Lastly, we tested the generalizability of our findings to all coronary artery bypass graft patients by examining the risk of pneumonia in patients who underwent surgery on hospital day 1 and hospital day 2. Although important in establishing generalizability, estimates from these analyses are more likely to be biased than are those obtained in the primary analysis. This is due to more limited ability to control for confounding bias (as less baseline information is available on patients before surgery) and greater likelihood of misclassification bias (as patients taking a proton pump inhibitor or an H2 receptor antagonist as outpatients may switch classes on admission, but their risk of pneumonia may still be affected by the drug class they took before admission, whereas in the primary analysis a two day washout period exists for anyone exposed before admission). The propensity score for patients having surgery on day 1 included information on demographic characteristics, surgery characteristics, chronic comorbid conditions, and hospital characteristics. For patients having surgery on hospital day 2, we performed all of the exclusions that were done in the main analysis and the propensity score model included all of the covariates used in the main analysis (although measured for a shorter period).
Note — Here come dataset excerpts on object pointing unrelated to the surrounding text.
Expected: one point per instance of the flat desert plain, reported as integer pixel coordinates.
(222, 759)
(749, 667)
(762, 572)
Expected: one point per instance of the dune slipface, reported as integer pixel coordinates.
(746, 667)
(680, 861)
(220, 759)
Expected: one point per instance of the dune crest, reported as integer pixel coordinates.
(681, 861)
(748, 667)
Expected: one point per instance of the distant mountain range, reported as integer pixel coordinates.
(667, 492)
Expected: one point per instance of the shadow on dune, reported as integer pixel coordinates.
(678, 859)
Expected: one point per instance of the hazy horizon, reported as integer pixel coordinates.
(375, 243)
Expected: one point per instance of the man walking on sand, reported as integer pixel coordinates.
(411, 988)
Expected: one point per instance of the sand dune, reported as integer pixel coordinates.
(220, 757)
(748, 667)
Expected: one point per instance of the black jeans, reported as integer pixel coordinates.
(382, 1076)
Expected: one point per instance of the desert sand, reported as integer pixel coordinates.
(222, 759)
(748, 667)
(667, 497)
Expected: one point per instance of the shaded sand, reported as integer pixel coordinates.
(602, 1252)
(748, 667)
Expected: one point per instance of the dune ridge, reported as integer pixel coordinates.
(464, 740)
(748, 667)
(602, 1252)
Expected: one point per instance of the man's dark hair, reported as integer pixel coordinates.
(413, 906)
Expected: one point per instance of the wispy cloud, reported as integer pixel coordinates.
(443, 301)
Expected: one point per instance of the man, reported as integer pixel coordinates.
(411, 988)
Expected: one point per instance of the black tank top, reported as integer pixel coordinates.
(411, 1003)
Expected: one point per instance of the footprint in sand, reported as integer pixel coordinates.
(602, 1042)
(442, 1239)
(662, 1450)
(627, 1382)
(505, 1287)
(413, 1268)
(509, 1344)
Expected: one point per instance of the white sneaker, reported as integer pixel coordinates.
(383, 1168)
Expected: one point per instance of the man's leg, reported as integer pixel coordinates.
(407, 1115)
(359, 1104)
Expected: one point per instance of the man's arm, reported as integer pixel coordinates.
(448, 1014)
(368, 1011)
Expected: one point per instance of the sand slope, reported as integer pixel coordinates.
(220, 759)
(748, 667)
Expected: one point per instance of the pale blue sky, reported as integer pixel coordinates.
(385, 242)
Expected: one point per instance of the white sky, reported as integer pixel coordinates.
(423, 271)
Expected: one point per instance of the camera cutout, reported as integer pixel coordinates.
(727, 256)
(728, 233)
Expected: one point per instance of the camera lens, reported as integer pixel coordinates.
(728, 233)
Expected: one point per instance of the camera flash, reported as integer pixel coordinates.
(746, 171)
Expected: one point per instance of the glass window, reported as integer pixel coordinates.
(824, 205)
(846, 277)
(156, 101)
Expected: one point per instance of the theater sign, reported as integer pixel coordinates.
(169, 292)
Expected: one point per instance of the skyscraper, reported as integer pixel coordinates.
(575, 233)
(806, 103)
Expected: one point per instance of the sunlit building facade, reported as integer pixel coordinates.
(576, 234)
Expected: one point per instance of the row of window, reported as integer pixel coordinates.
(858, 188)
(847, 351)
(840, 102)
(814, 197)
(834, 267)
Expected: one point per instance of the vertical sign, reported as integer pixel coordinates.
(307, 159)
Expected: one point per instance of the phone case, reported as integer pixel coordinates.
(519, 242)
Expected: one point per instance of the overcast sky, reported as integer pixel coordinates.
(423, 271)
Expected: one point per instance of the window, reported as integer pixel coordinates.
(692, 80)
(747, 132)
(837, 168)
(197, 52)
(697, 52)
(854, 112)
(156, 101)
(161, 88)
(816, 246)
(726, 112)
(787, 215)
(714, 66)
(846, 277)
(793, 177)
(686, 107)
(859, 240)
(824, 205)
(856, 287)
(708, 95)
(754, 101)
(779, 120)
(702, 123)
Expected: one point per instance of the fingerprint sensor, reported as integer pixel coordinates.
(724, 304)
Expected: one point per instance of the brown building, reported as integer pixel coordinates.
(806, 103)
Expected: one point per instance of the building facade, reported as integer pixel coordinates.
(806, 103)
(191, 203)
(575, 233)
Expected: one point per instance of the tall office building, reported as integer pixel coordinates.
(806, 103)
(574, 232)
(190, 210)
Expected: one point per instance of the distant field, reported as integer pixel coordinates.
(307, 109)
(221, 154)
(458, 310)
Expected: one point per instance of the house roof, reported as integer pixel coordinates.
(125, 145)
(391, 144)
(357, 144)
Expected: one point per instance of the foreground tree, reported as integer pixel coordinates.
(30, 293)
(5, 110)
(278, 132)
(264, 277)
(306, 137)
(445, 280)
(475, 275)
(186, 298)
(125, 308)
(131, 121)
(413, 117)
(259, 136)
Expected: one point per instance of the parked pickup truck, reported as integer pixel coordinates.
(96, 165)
Finally, to assess the potential effects of residual confounding, we determined the strength (confounder-outcome relative risk) of a hypothetical residual confounder whose existence would produce the estimate of the effect of proton pump inhibitors on the risk of pneumonia observed in the primary analysis. As the effect of confounders varies with relative prevalence, we assumed a prevalence of 5% among the unexposed patients and range of prevalences in the exposed patients.